Troutman Pepper Locke

Troutman Pepper Locke

Truist

Truist

TFC

Why It Matters

Bank charters give fintechs the regulatory footing to expand services, retain revenue and compete directly with legacy banks, reshaping the payments ecosystem.

Key Takeaways

  • •Fintechs seek charters for direct network access, no partner banks.
  • •Charters allow FDIC‑insured accounts and unified federal regulation.
  • •Stripe, Checkout.com pursue special Georgia charter after Fiserv.
  • •PayPal, Affirm aim to keep revenue, avoid state licensing.
  • •Regulatory climate favors easier approval for banking charters.

Pulse Analysis

The surge of charter applications marks a strategic pivot for payment‑focused fintechs. By securing a banking license, firms like Stripe and Checkout.com can settle transactions on card networks without relying on traditional banks, cutting intermediary fees and accelerating settlement times.

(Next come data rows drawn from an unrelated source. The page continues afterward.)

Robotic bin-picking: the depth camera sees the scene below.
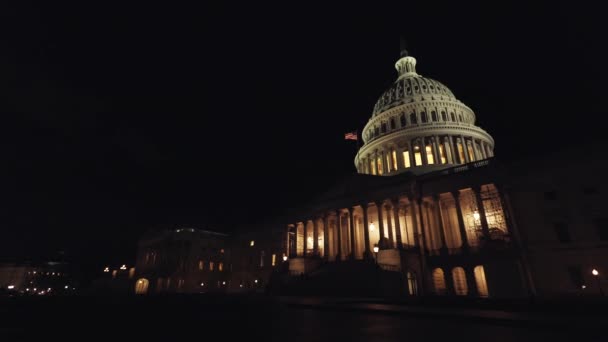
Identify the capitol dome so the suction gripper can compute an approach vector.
[355,49,494,176]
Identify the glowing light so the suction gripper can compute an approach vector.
[473,210,479,220]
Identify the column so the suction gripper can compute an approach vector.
[376,202,384,248]
[419,137,429,165]
[361,204,372,259]
[417,198,427,254]
[460,135,471,163]
[407,196,420,246]
[349,208,355,260]
[312,218,319,256]
[433,195,448,254]
[384,205,395,249]
[336,210,342,260]
[452,190,469,253]
[323,213,329,260]
[473,186,490,241]
[393,197,403,249]
[433,136,441,165]
[404,140,416,167]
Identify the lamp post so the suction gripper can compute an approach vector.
[591,268,604,296]
[374,245,379,265]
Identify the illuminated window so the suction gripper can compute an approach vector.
[452,267,469,296]
[433,268,446,295]
[391,149,398,170]
[407,272,418,296]
[135,278,149,294]
[403,150,412,169]
[473,265,488,297]
[420,112,428,123]
[456,140,467,164]
[414,144,422,166]
[467,141,477,161]
[438,144,448,164]
[426,143,435,165]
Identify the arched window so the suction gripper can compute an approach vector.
[473,265,488,298]
[135,278,150,294]
[433,268,447,295]
[420,112,428,123]
[452,267,469,296]
[403,149,412,169]
[425,140,435,165]
[407,271,418,296]
[414,142,422,166]
[410,113,418,125]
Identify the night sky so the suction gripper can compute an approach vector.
[0,1,607,276]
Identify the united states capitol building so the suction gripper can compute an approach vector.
[131,44,608,298]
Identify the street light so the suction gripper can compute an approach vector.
[591,268,604,296]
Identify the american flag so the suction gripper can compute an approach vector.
[344,131,357,140]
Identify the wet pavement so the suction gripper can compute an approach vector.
[0,296,608,342]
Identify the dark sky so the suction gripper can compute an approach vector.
[0,1,607,272]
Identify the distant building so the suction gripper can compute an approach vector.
[135,227,230,294]
[0,261,76,295]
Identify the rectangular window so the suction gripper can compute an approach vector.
[553,223,572,243]
[403,151,412,169]
[439,144,448,164]
[414,146,422,166]
[426,144,435,165]
[593,217,608,241]
[568,266,585,289]
[391,150,398,170]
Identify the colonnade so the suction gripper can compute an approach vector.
[286,184,508,261]
[357,135,494,175]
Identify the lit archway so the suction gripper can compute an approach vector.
[135,278,149,294]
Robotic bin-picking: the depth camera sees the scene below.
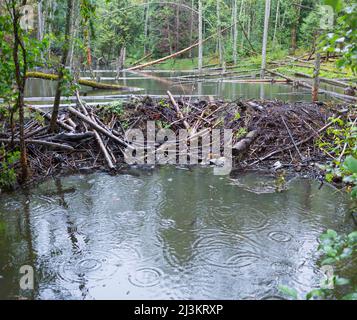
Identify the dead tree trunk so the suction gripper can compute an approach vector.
[260,0,271,78]
[49,0,74,133]
[312,53,321,102]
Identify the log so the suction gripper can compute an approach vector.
[133,52,153,67]
[167,91,193,133]
[68,107,132,149]
[26,72,141,91]
[295,72,357,89]
[51,132,94,142]
[0,139,75,151]
[76,91,115,169]
[251,117,341,165]
[124,26,246,71]
[28,106,75,132]
[267,69,357,102]
[232,130,259,157]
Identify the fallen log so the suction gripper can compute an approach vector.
[51,132,94,142]
[133,52,153,67]
[26,72,141,91]
[167,91,193,133]
[124,24,250,71]
[232,130,259,156]
[295,72,357,89]
[251,117,341,166]
[267,69,357,102]
[76,91,115,169]
[68,107,132,149]
[0,139,75,151]
[28,106,75,132]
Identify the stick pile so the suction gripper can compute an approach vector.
[0,92,350,182]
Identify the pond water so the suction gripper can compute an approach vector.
[0,167,351,299]
[0,72,352,299]
[26,72,338,105]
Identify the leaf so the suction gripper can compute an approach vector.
[326,229,338,239]
[306,289,324,300]
[278,285,298,300]
[324,0,342,13]
[348,231,357,242]
[321,258,336,266]
[342,292,357,300]
[344,156,357,173]
[335,277,350,286]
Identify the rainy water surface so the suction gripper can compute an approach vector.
[0,167,347,299]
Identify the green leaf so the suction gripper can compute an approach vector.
[306,289,324,300]
[335,277,350,286]
[321,258,336,266]
[348,231,357,241]
[326,229,338,239]
[278,285,298,300]
[342,292,357,300]
[344,156,357,173]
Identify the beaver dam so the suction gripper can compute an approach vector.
[0,92,356,299]
[0,92,356,185]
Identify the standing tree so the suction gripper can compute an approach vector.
[5,0,29,182]
[260,0,271,78]
[49,0,74,133]
[198,0,203,72]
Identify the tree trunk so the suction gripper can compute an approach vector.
[273,0,280,44]
[216,0,224,66]
[260,0,271,78]
[198,0,203,72]
[117,47,126,78]
[49,0,74,133]
[233,0,238,65]
[144,1,150,56]
[312,52,321,102]
[9,0,28,182]
[175,1,180,51]
[290,0,302,55]
[37,0,43,41]
[189,0,195,58]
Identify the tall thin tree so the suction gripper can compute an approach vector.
[198,0,203,72]
[260,0,271,78]
[49,0,74,132]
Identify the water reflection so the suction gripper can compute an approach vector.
[26,72,331,104]
[0,168,347,299]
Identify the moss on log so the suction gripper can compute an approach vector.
[26,72,140,91]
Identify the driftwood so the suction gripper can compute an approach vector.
[28,106,75,132]
[295,72,357,89]
[76,91,115,169]
[68,107,131,148]
[0,139,75,151]
[26,72,141,91]
[232,130,259,156]
[124,24,249,71]
[167,91,193,133]
[51,132,94,142]
[251,117,341,165]
[267,69,357,102]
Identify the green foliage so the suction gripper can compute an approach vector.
[105,101,124,117]
[318,118,357,199]
[321,0,357,73]
[0,148,20,190]
[279,230,357,300]
[235,128,248,140]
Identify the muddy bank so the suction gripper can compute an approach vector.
[0,94,356,190]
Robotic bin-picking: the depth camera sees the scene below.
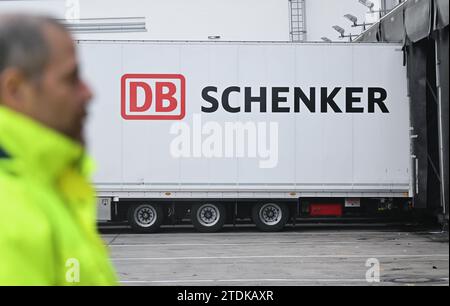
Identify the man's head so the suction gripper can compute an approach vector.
[0,15,92,143]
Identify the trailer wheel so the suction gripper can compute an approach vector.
[192,203,226,233]
[252,203,289,232]
[128,204,163,233]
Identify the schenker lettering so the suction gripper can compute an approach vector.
[202,86,389,113]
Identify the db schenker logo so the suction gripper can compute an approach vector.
[121,74,186,120]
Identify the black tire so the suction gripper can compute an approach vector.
[191,203,227,233]
[252,203,289,232]
[128,203,164,233]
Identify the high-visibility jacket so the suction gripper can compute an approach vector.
[0,105,117,285]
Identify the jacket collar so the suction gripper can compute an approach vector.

This operational autonomy also opens doors to new product lines—such as federally insured savings accounts and direct lending—while reducing the complexity of navigating a patchwork of state licensing regimes.

From a competitive standpoint, chartered fintechs are poised to erode the market share of conventional banks. Direct access to the Automated Clearing House (ACH) and Real‑Time Payments (RTP) rails enables faster, lower‑cost transfers, enhancing consumer experiences and attracting merchants seeking streamlined payment solutions. Moreover, the ability to retain full revenue streams, rather than sharing them with partner institutions, strengthens profitability and fuels further innovation in areas like buy‑now‑pay‑later (BNPL) and embedded finance.

Looking ahead, the regulatory environment will be a decisive factor. While the current administration’s lighter touch eases approval, future policy shifts could impose stricter oversight, especially on high‑risk BNPL products. Fintechs with charters will be better insulated against such changes, but they must also manage heightened supervisory expectations. Ultimately, the charter trend signals a maturing fintech sector that is integrating banking capabilities to offer comprehensive financial services under a unified regulatory umbrella.